Alderwoods Group, Inc.
311 Elm Street, Suite 1000
Cincinnati, Ohio 45202
Jones Day
77 W. Wacker, Suite 3500
Chicago, Illinois 60601
    Re:
    $200,000,000 of 73/4% Senior Notes due 2012 ("Exchange Notes")
    Our File No. 236.0004

Ladies and Gentlemen:

        We have acted as special local counsel for Alderwoods (Idaho), Inc., an Idaho corporation (the "Covered Guarantor"), in connection with the issuance of the Exchange Notes and the execution and delivery of the guarantee obligations of the Covered Guarantor with respect to the Exchange Notes ("Exchange Guarantee"), pursuant to the Registration Rights Agreement dated August 19, 2004 (the "Registration Rights Agreement"), by and among Alderwoods Group, Inc., a Delaware corporation and a direct or indirect parent of the Covered Guarantor (the "Company"), the subsidiary guarantors, including the Covered Guarantor, listed on Schedule A thereto (the "Guarantors"), and Banc of America Securities LLC and Morgan Stanley & Co. Incorporated (collectively, the "Initial Purchasers"). Except as otherwise defined herein, capitalized terms used in this opinion but not otherwise defined herein are used as defined in the Registration Rights Agreement.

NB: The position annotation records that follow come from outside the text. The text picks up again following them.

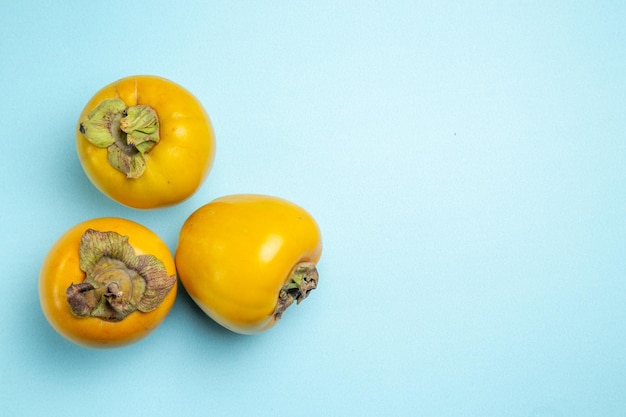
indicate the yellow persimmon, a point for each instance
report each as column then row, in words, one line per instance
column 245, row 258
column 146, row 142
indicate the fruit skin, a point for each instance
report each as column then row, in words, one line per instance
column 236, row 253
column 61, row 268
column 175, row 167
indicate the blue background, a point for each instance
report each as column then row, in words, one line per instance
column 466, row 163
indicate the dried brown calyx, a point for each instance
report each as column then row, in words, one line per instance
column 117, row 281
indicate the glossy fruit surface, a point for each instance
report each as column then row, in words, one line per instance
column 145, row 141
column 245, row 258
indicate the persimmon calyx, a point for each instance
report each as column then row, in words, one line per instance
column 301, row 281
column 128, row 133
column 117, row 281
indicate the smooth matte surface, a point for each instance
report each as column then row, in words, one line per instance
column 466, row 162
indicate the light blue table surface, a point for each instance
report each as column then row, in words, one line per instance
column 466, row 162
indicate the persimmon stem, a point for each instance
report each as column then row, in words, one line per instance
column 117, row 281
column 128, row 133
column 301, row 281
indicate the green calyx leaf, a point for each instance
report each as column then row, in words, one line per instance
column 117, row 281
column 128, row 133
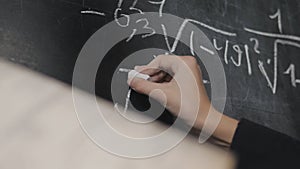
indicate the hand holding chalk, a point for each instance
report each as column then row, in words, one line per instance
column 133, row 73
column 136, row 74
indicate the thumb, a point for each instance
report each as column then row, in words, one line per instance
column 143, row 86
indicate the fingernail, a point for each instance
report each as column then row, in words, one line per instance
column 137, row 67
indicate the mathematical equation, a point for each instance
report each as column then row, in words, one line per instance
column 241, row 51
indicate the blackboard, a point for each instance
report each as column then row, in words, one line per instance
column 48, row 35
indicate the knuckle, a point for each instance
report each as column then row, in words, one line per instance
column 190, row 60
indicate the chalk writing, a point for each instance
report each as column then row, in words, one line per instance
column 233, row 53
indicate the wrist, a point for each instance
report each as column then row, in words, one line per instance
column 225, row 129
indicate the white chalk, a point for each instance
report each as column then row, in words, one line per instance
column 134, row 73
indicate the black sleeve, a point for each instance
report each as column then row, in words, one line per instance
column 258, row 147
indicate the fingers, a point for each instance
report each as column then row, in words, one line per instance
column 143, row 86
column 167, row 63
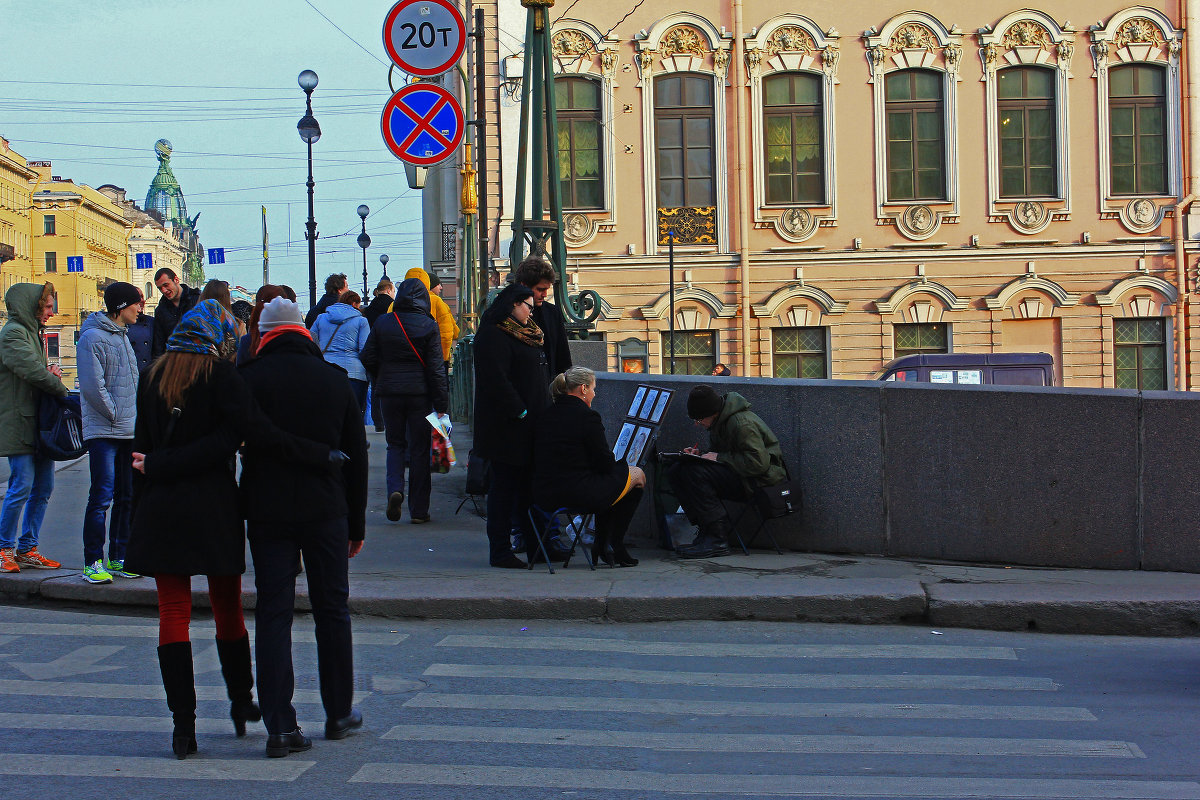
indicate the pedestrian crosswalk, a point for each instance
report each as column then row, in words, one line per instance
column 631, row 714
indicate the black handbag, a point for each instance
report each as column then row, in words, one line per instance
column 778, row 500
column 60, row 427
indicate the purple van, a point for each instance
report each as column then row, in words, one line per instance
column 973, row 368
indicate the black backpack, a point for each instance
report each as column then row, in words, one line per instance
column 60, row 427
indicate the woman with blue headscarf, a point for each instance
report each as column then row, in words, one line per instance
column 193, row 411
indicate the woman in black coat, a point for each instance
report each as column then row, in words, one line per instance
column 574, row 465
column 193, row 410
column 403, row 355
column 511, row 380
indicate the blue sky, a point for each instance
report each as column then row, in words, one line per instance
column 93, row 85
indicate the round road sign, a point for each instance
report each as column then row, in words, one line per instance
column 424, row 37
column 423, row 124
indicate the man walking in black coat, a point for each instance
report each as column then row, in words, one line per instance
column 539, row 276
column 177, row 300
column 293, row 510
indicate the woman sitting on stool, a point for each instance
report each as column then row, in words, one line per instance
column 574, row 465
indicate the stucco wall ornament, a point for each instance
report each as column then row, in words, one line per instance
column 1027, row 34
column 913, row 36
column 1139, row 31
column 1141, row 215
column 1030, row 217
column 797, row 223
column 570, row 43
column 683, row 40
column 918, row 222
column 790, row 38
column 579, row 229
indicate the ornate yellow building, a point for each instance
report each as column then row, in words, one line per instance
column 863, row 180
column 82, row 246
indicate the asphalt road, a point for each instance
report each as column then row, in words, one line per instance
column 538, row 710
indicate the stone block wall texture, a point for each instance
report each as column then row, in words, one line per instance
column 1042, row 476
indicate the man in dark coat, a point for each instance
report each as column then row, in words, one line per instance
column 293, row 510
column 177, row 300
column 539, row 276
column 403, row 355
column 335, row 284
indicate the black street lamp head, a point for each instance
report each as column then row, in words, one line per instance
column 309, row 128
column 307, row 80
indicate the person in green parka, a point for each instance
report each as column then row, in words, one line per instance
column 23, row 373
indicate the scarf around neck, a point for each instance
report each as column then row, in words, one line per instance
column 528, row 334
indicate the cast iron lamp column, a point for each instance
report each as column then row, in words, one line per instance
column 310, row 132
column 364, row 242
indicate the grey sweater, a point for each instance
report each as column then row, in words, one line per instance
column 108, row 379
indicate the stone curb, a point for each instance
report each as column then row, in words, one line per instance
column 1051, row 608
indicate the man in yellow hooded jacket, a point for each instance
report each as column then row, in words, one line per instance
column 441, row 311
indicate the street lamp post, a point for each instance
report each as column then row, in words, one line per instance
column 364, row 242
column 310, row 131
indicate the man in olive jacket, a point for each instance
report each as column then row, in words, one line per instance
column 744, row 455
column 23, row 374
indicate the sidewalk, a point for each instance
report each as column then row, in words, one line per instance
column 439, row 571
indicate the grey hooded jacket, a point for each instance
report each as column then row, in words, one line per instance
column 108, row 379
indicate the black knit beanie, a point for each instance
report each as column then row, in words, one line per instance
column 703, row 402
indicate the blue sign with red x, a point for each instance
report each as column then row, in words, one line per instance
column 423, row 124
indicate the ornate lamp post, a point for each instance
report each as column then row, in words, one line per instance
column 310, row 131
column 364, row 242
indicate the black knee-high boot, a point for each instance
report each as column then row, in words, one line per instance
column 239, row 678
column 179, row 681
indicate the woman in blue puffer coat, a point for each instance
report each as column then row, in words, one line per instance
column 341, row 332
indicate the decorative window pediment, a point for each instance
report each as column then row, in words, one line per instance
column 791, row 43
column 1138, row 36
column 946, row 299
column 1027, row 40
column 916, row 41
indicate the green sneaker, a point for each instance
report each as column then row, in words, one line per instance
column 118, row 567
column 95, row 572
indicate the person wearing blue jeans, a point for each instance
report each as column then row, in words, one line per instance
column 108, row 388
column 24, row 372
column 30, row 482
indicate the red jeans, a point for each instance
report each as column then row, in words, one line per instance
column 175, row 607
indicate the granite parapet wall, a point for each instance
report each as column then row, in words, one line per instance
column 1069, row 477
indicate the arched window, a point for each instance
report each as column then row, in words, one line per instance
column 916, row 130
column 580, row 166
column 683, row 138
column 1138, row 128
column 792, row 116
column 1027, row 134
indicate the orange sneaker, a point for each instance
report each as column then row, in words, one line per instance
column 33, row 559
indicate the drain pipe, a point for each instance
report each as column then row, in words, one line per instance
column 744, row 200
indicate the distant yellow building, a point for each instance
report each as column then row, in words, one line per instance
column 16, row 220
column 81, row 244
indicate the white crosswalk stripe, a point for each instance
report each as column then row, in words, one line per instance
column 132, row 767
column 768, row 743
column 744, row 708
column 723, row 650
column 823, row 786
column 747, row 680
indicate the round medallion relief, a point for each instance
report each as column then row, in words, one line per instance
column 918, row 222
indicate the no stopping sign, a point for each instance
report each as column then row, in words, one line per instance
column 424, row 37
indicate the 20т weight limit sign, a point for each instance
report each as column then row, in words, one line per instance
column 424, row 37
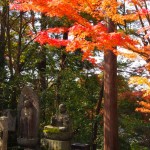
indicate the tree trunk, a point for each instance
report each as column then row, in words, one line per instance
column 3, row 16
column 97, row 112
column 110, row 98
column 42, row 63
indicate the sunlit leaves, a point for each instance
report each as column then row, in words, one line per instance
column 145, row 105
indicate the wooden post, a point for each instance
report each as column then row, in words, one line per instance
column 110, row 98
column 4, row 132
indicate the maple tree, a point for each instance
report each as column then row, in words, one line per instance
column 88, row 35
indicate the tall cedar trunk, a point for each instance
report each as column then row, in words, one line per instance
column 62, row 67
column 97, row 111
column 110, row 98
column 42, row 54
column 2, row 41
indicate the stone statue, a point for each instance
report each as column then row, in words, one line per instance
column 61, row 120
column 60, row 127
column 28, row 118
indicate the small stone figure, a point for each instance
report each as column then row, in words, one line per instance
column 62, row 120
column 60, row 127
column 26, row 119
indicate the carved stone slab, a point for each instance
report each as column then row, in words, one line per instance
column 11, row 114
column 28, row 118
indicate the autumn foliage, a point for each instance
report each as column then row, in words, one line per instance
column 85, row 34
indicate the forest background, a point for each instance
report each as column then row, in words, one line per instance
column 75, row 78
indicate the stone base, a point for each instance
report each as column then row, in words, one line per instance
column 27, row 142
column 56, row 145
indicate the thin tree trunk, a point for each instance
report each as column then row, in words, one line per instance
column 110, row 98
column 42, row 63
column 2, row 40
column 97, row 111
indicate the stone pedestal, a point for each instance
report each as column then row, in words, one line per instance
column 3, row 132
column 55, row 144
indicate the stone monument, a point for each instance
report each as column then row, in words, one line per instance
column 3, row 132
column 58, row 134
column 11, row 114
column 28, row 118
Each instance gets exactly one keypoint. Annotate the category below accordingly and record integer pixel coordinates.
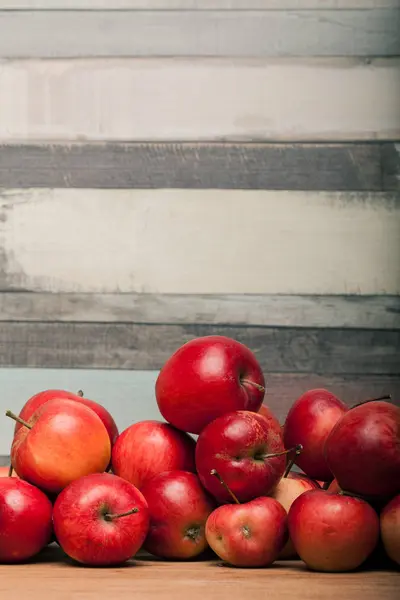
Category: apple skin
(363, 450)
(34, 403)
(148, 448)
(25, 520)
(67, 440)
(332, 532)
(286, 491)
(248, 535)
(309, 422)
(179, 508)
(237, 445)
(390, 529)
(204, 379)
(80, 525)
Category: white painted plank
(191, 241)
(196, 4)
(201, 99)
(64, 34)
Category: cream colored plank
(191, 241)
(202, 99)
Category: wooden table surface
(52, 576)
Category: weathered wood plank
(369, 167)
(199, 242)
(200, 99)
(63, 34)
(365, 312)
(147, 347)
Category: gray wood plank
(363, 167)
(366, 312)
(61, 34)
(147, 347)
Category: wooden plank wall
(172, 168)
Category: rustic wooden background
(172, 168)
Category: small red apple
(363, 450)
(148, 448)
(390, 529)
(206, 378)
(101, 520)
(246, 451)
(34, 403)
(62, 441)
(286, 491)
(309, 422)
(248, 535)
(332, 532)
(25, 520)
(179, 508)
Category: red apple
(332, 532)
(179, 508)
(148, 448)
(248, 535)
(309, 422)
(63, 441)
(206, 378)
(390, 529)
(286, 491)
(25, 520)
(241, 446)
(363, 450)
(32, 405)
(101, 520)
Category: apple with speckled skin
(250, 534)
(101, 520)
(206, 378)
(148, 448)
(247, 451)
(25, 520)
(332, 532)
(179, 508)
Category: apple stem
(297, 450)
(18, 419)
(259, 387)
(109, 517)
(226, 486)
(385, 397)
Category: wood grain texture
(369, 167)
(129, 395)
(365, 312)
(200, 99)
(199, 242)
(147, 347)
(50, 575)
(63, 34)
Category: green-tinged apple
(148, 448)
(101, 520)
(62, 441)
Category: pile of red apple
(102, 495)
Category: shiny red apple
(206, 378)
(363, 450)
(248, 535)
(179, 508)
(32, 405)
(148, 448)
(241, 446)
(332, 532)
(25, 520)
(390, 528)
(101, 520)
(309, 422)
(62, 441)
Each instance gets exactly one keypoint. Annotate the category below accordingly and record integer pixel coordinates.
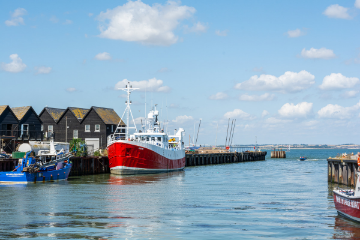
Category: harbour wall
(220, 158)
(342, 171)
(97, 165)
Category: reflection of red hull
(348, 207)
(127, 157)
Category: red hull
(127, 158)
(349, 207)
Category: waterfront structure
(93, 125)
(29, 123)
(18, 125)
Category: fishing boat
(31, 169)
(347, 202)
(150, 150)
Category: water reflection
(346, 229)
(144, 179)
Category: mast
(128, 88)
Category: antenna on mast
(128, 88)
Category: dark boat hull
(41, 176)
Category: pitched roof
(79, 112)
(108, 115)
(55, 113)
(20, 111)
(2, 108)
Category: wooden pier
(342, 170)
(199, 159)
(278, 154)
(97, 165)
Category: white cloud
(54, 19)
(357, 4)
(71, 89)
(42, 70)
(263, 97)
(137, 21)
(321, 53)
(264, 113)
(260, 69)
(219, 96)
(337, 111)
(295, 33)
(15, 66)
(221, 33)
(16, 18)
(238, 113)
(139, 120)
(273, 120)
(197, 28)
(288, 82)
(151, 85)
(163, 70)
(182, 119)
(103, 56)
(338, 81)
(310, 124)
(350, 94)
(290, 110)
(337, 11)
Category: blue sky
(288, 71)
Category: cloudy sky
(287, 71)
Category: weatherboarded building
(93, 125)
(29, 123)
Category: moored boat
(30, 169)
(150, 150)
(347, 202)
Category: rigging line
(227, 132)
(217, 127)
(198, 132)
(233, 133)
(231, 127)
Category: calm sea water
(272, 199)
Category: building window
(97, 127)
(75, 134)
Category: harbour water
(272, 199)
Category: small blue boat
(31, 170)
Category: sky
(287, 71)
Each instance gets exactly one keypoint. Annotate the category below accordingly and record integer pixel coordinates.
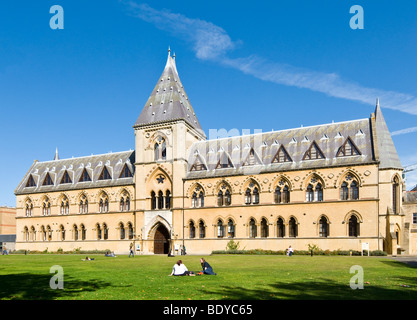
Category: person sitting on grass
(180, 269)
(207, 269)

        In connection with the opinions expressed herein, we have examined such documents, records, and matters of law as we have deemed relevant or necessary for purposes of this opinion. These documents and records also included unexecuted copies or counterparts of the following documents (the documents referred to as items 1. through 4. are collectively referred to herein as the "Transaction Documents"):

    1.
    Purchase Agreement dated August 5, 2004, by and among the Company, the Guarantors and the Initial Purchasers;

    2.
    Registration Rights Agreement;

    3.
    Indenture dated August 19, 2004, among the Company, the Guarantors and Wells Fargo Bank, N.A.;

    4.
    Form of Notation of Guarantee (i.e., the form of the Exchange Guarantee);

    5.
    Officer's Certificate of Alderwoods (Idaho), Inc., dated the date hereof;

    6.
    Unanimous Written Consent of Certain Subsidiaries of Alderwoods Group, Inc. (including the Covered Guarantor), dated July 22, 2004;

    7.
    Certificate of Existence and Good Standing of the Covered Guarantor from the State of Idaho, Office of the Secretary of State, dated the date hereof;

    8.
    Certificate from the State of Idaho, Office of the Secretary of State, dated April 18, 2005, certifying as to a full, true and complete duplicate of the Articles of Incorporation of the Covered Guarantor;

    9.
    Bylaws of the Covered Guarantor; and

    10.
    Incumbency Certificate of the Secretary of Certain Subsidiaries of Alderwoods Group, Inc., dated August 19, 2004.

ASSUMPTIONS

        In rendering this opinion, we have assumed, without having made any independent investigation of the facts, except with respect to matters of Idaho law on which we have opined below, the following:

            (i)    the genuineness of all signatures, the authenticity of all documents submitted to us as originals and the conformity with originals of all documents submitted to us as unexecuted copies or counterparts;

            (ii)   to the extent that the obligations of the Covered Guarantor may be dependent upon such matters, other than with respect to the Covered Guarantor, that each party to the agreements and contracts referred to herein is duly formed, validly existing and in good standing under the laws of its jurisdiction of formation; that each such other party has the requisite corporate or other organizational power and authority to perform its obligations under such agreements and contracts, as applicable; and that such agreements and contracts have been duly authorized, executed and delivered by, and each of them constitutes the legally valid and binding obligations of, such other parties, as applicable, enforceable against such other parties in accordance with their respective terms;

            (iii)  that the Registration Statement will be properly and effectively filed under the Securities Act and the Exchange Notes will be properly executed and exchanged for the Initial Notes in accordance with the Securities Act, all other laws and regulations related to the issuance of securities, and the Transaction Documents, and, furthermore, as a result of the assumptions set forth in this clause (iii), we set forth herein no opinion related to any state, federal or other laws or regulations in any way related to the issuance, registration, offering or sale of securities; and

            (iv)  that all material factual matters, including without limitation, representations and warranties, contained in the Transaction Documents, are true and correct as set forth therein.

OPINIONS

        Based upon the foregoing, and subject to the further assumptions, qualifications and limitations set forth herein, we are of the opinion that:

            1.     The Covered Guarantor is a corporation validly existing and in good standing under the laws of Idaho.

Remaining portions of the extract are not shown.